By contrast, the action freak audience did not get enough blood and guts.

So the film flopped.

Yet, I feel it was meant to do just that.

Schwarzenegger is fed up with being typecast, as is clear from some of his later films (pregnant man, childcarer, etc).

In Last Action Hero the all-too-hidden message is 'look, we create fictional action hero characters to exploit, we put them through a hell of a time, they are usefully immortal, so they can come back in sequel after sequel suffer pain and anguish in order to have some tragedy to revenge, endless bad guys to confront, a never ending battle to fight - until one of the sequels turns out to be a flop at the box office. That is the only salvation, the only way out for an Action Hero.'

This film has black humour. Ingmar Bergman's Death comes out of the cinema screen, touches people, they die. Death walks grimly through our colourful world, starkly black and white.
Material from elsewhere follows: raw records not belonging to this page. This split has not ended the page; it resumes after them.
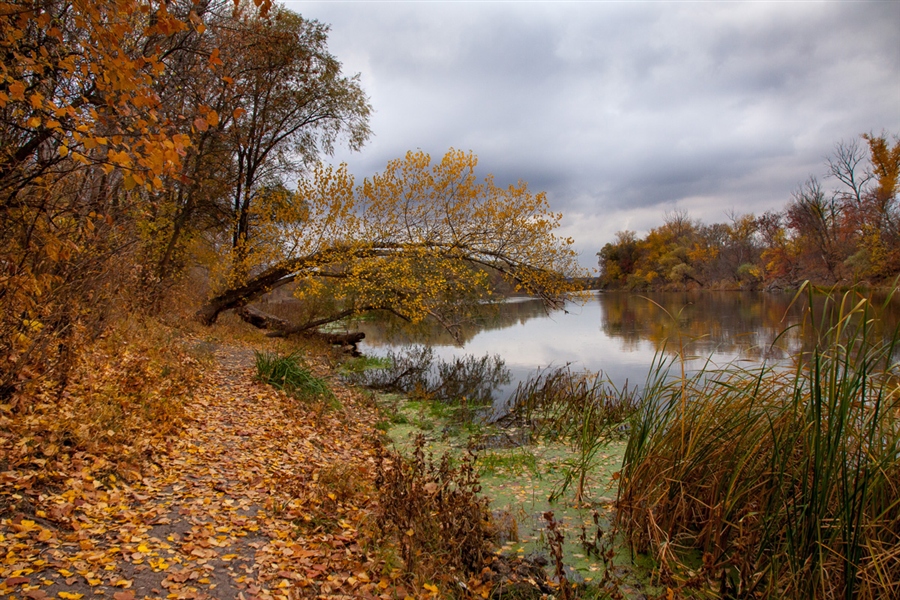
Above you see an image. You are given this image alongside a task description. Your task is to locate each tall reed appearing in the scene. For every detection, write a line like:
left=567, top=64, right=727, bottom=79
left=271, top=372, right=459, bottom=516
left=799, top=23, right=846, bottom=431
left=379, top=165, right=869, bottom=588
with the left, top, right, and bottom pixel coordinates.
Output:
left=617, top=286, right=900, bottom=599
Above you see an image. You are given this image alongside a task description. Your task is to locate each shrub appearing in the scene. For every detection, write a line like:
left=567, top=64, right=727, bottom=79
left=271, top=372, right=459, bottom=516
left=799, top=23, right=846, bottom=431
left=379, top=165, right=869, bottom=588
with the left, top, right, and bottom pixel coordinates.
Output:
left=374, top=435, right=495, bottom=583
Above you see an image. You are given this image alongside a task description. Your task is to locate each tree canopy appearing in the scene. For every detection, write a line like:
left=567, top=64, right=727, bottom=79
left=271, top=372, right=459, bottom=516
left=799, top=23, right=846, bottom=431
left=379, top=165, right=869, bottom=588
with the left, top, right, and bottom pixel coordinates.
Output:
left=0, top=0, right=373, bottom=394
left=0, top=0, right=582, bottom=397
left=196, top=148, right=586, bottom=334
The film has a moral, too. Bad guys usually lose in films, but not in reality. When the bad guy (Charles Dance) comes out of the cinema screen into the real world, and shoots someone, and nobody comes chasing after him, he knows he had reached bad-guy paradise. Reality is a place where the good guys don't always win.

So, for me, Star Wars is a mega flop and Last Action Hero, a mega hit.

The tendency to stereotype is in us all. It saves us thinking. If a man and a woman were to walk through that door, which one would be taller?